Minimalny wzrost wartości udzielonych kredytów hipotecznych i znacząca zmiana w strukturze sprzedaży na korzyść zobowiązań z dużym wkładem własnym – takie były najważniejsze trendy na rynku w 2016 r. Najnowsza edycja raportu AMRON-SARFiN przynosi potwierdzenie tezy o znaczącej roli zakupów gotówkowych nieruchomości i zapowiada kontynuację stagnacji w tym segmencie rynku bankowego.
W ostatnim kwartale 2016 r. kredyty hipoteczne sprzedawały się słabiej niż w wyjątkowo nieudanych wcześniejszych trzech miesiącach. Z najnowszej edycji raportu AMRON-SARFiN wynika, że w tym czasie zaciągnięto 41,9 tys. nowych zobowiązań – o 1,67 proc. mniej niż w III kwartale minionego roku. Niewielki, jednoprocentowy wzrost odnotowano natomiast w wielkości sprzedanych kredytów hipotecznych – do klientów trafiło 9,78 mld zł finansowania.


Bardzo podobny obraz wyłania się z porównania wyników dla całego 2016 roku z poprzedzającymi go dwunastoma miesiącami. Pod względem liczby podpisanych umów miniony rok był gorszy niż 2015 – liczba nowo udzielonych kredytów wyniosła 178,4 tys. i była o 1,61 proc. niższa niż rok wcześniej. Minimalnie lepiej prezentują się wyniki sektora w ujęciu wartościowym – 39,4 mld zł kontra 39,3 mld zł w 2015 r. (wzrost o 0,45 proc.).

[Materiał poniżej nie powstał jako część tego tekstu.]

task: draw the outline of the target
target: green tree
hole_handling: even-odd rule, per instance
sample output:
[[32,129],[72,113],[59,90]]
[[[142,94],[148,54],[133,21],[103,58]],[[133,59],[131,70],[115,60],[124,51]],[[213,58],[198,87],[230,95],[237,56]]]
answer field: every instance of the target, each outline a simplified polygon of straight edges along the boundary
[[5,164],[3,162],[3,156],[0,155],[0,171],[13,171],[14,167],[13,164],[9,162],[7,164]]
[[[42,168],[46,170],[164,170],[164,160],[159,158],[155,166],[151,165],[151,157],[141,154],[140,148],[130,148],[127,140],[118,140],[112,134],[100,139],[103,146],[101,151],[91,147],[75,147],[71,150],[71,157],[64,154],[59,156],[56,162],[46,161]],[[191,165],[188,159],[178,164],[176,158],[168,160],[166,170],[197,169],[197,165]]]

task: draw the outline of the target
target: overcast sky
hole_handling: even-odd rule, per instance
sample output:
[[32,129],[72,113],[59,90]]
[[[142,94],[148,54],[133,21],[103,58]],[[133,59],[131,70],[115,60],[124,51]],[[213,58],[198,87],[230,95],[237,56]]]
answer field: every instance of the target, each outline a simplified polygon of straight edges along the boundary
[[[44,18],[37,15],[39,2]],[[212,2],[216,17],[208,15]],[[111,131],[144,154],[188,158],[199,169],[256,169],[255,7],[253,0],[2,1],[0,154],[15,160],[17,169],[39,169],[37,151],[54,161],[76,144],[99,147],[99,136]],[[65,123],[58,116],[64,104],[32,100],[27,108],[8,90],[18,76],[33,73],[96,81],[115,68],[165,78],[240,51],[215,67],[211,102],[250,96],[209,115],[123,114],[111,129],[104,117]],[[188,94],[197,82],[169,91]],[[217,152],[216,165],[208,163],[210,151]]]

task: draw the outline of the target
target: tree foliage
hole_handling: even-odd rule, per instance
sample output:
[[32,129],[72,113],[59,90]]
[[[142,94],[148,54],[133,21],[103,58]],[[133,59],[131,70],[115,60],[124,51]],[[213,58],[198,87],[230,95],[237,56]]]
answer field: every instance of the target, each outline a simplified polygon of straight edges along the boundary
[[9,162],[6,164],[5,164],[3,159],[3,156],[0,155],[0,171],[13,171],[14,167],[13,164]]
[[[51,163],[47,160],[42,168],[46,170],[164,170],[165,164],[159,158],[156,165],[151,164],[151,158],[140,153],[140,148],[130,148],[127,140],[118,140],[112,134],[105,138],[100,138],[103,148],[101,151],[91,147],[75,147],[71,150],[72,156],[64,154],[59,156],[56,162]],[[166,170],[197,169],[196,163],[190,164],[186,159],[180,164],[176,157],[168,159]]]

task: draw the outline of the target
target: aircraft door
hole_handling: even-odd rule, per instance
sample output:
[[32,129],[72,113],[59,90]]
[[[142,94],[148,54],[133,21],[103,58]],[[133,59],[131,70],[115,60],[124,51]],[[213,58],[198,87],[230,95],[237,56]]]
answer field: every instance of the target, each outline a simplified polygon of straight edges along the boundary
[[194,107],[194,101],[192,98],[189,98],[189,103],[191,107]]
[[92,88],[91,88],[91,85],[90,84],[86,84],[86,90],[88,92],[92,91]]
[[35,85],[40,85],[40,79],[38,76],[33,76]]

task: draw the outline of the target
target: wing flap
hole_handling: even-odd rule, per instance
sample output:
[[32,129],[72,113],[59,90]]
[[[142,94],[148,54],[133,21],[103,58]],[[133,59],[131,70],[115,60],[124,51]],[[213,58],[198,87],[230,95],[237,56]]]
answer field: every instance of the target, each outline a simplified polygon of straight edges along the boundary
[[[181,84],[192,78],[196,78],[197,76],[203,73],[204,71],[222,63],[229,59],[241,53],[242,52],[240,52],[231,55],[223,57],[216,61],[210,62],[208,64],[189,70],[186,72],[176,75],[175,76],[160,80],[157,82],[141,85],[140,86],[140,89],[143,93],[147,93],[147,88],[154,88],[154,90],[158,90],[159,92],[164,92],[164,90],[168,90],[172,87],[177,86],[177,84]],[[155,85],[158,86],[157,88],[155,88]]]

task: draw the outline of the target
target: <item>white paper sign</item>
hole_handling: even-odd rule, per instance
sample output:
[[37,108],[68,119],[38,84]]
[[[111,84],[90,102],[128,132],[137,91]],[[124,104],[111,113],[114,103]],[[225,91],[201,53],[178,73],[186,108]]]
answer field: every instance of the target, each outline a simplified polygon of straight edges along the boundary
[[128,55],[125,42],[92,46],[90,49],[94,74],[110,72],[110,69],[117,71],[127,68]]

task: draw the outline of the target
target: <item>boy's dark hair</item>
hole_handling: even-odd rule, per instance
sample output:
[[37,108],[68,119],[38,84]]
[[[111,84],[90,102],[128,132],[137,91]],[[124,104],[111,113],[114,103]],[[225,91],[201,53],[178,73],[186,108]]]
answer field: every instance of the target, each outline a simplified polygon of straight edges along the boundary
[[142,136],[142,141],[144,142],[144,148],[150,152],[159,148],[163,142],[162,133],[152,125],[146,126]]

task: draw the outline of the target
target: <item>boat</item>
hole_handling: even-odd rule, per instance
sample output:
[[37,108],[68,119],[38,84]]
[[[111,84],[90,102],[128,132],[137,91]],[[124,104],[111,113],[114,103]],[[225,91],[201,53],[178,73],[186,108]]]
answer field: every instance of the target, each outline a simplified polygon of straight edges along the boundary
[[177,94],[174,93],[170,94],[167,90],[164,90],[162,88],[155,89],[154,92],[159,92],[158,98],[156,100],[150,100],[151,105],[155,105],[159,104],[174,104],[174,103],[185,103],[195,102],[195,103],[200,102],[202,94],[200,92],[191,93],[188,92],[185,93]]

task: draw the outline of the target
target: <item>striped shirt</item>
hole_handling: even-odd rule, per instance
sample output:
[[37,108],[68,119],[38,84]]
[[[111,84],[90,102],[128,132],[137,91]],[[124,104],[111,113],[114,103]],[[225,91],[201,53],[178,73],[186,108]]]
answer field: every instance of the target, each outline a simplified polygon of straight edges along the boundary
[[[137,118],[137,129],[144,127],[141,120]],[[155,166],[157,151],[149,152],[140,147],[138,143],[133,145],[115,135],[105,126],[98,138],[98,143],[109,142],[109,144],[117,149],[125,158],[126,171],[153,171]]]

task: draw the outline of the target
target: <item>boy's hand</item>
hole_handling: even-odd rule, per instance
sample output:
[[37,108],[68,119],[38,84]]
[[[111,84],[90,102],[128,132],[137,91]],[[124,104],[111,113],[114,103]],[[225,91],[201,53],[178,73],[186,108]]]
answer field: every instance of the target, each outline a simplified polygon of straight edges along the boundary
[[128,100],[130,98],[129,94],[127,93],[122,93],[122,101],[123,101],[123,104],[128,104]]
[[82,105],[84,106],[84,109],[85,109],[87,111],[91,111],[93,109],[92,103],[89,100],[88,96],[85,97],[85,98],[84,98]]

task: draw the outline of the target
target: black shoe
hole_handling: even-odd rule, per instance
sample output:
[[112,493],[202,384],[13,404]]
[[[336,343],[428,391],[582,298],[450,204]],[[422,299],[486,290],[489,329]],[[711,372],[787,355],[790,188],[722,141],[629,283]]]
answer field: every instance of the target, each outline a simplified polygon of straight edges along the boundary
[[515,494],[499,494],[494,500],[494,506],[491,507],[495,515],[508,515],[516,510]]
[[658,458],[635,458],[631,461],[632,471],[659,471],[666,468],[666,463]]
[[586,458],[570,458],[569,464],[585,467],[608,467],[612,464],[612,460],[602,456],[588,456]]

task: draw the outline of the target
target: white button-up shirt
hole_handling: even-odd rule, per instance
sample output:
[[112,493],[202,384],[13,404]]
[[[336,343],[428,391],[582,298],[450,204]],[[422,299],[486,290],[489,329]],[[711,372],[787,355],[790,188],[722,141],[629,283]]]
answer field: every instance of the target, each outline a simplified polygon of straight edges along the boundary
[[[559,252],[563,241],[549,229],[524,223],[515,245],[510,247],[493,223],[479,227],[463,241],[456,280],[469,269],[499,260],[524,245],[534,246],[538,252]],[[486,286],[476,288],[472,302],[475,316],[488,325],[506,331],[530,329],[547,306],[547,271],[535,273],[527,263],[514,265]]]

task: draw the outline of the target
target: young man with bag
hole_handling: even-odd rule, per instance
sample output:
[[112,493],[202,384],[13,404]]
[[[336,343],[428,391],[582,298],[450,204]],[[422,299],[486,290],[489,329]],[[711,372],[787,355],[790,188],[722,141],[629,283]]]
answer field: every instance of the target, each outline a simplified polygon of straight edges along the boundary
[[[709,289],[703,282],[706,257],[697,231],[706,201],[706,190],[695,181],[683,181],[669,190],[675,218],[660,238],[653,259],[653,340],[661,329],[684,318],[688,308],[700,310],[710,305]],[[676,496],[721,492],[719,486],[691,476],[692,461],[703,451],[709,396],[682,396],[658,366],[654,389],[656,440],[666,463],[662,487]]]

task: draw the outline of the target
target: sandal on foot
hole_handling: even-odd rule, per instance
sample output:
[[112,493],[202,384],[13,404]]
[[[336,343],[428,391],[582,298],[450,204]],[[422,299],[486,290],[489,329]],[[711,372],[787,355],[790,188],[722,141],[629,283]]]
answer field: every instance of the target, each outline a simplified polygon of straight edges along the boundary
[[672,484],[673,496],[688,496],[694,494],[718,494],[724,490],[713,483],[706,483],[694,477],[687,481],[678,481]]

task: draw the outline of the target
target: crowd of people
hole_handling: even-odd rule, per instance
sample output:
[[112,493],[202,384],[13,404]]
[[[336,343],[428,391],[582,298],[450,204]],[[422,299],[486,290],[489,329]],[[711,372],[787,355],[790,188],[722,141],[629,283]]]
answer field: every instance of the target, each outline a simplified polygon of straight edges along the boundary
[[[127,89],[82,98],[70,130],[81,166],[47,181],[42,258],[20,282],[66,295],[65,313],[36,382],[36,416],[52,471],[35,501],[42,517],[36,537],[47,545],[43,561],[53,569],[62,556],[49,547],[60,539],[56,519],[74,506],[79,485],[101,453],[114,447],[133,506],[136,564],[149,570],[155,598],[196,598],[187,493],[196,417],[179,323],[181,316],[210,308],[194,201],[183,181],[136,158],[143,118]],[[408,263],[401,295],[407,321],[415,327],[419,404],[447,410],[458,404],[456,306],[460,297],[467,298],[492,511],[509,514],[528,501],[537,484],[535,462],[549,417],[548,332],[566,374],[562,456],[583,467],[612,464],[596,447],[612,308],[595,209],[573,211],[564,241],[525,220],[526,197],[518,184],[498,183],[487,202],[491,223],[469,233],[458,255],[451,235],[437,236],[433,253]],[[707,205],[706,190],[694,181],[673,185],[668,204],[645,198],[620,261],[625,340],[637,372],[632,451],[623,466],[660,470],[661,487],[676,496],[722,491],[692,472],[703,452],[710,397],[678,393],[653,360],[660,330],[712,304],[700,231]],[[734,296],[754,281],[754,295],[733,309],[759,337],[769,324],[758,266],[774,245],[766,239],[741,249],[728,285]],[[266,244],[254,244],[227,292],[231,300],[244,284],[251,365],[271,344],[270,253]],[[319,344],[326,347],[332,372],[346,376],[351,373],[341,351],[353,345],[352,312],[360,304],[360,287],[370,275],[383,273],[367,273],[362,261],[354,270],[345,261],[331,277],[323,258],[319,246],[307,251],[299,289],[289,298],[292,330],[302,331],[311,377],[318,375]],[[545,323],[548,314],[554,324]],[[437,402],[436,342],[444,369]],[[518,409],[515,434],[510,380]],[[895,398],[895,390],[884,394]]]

Średnia wartość nowego kredytu hipotecznego udzielonego w złotych wyniosła w 2016 r. 219 tys. zł, ale analitycy wskazują, że w ostatnim kwartale roku wskaźnik ten był o 3,8 proc. wyższy niż w poprzednich trzech miesiącach. Średnia kwota umowy pod koniec 2016 r. wynosiła już 232 tys. zł. Zwiększał się udział kredytów mieszczących się w przedziale od 100 do 200 tys. zł (w IV kw. 2016 r. – 36,6 proc.) oraz od 200 do 300 tys. zł (co czwarta umowa w ostatnim kwartale).
Nadal dominują kredyty z małym wkładem własnym
Stopniowe podnoszenie wymogów dotyczących minimalnego wkładu własnego nie wpłynęło znacząco na preferencje klientów. W dalszym ciągu największa część umów opiewa na kwotę powyżej 80 proc. wartości nieruchomości. W 2016 r. tego rodzaju kredyty stanowiły 45,35 proc. nowych kontraktów. W dłuższych porównaniach widoczny jest jednak spadek udziału zobowiązań z LTV przekraczającym 80 proc. Jeszcze w 2013 r. stanowiły one niemal 53 proc. sprzedaży.
Szczególnie interesująco na tle poprzednich lat przedstawia się popularność kredytów ze wskaźnikiem LTV poniżej 30 proc. W 2016 r. stanowiły one 12,45 proc. nowych umów, a w IV kwartale – 13,06 proc. Dla porównania rok wcześniej udział tej kategorii był niższy o niemal 5 pp. (7,64 proc.). Analitycy AMRON wskazują, że zestawienie wyników sprzedażowych deweloperów i ich aktywności w rozpoczynaniu nowych inwestycji z mizernymi wzrostami na rynku kredytów hipotecznych uzasadnia tezę o istotnej roli zakupów gotówkowych. Część inwestujących oszczędności na rynku nieruchomości zapewne wspiera się również bankowym finansowaniem, ale ogranicza wartość zobowiązania do niezbędnego minimum.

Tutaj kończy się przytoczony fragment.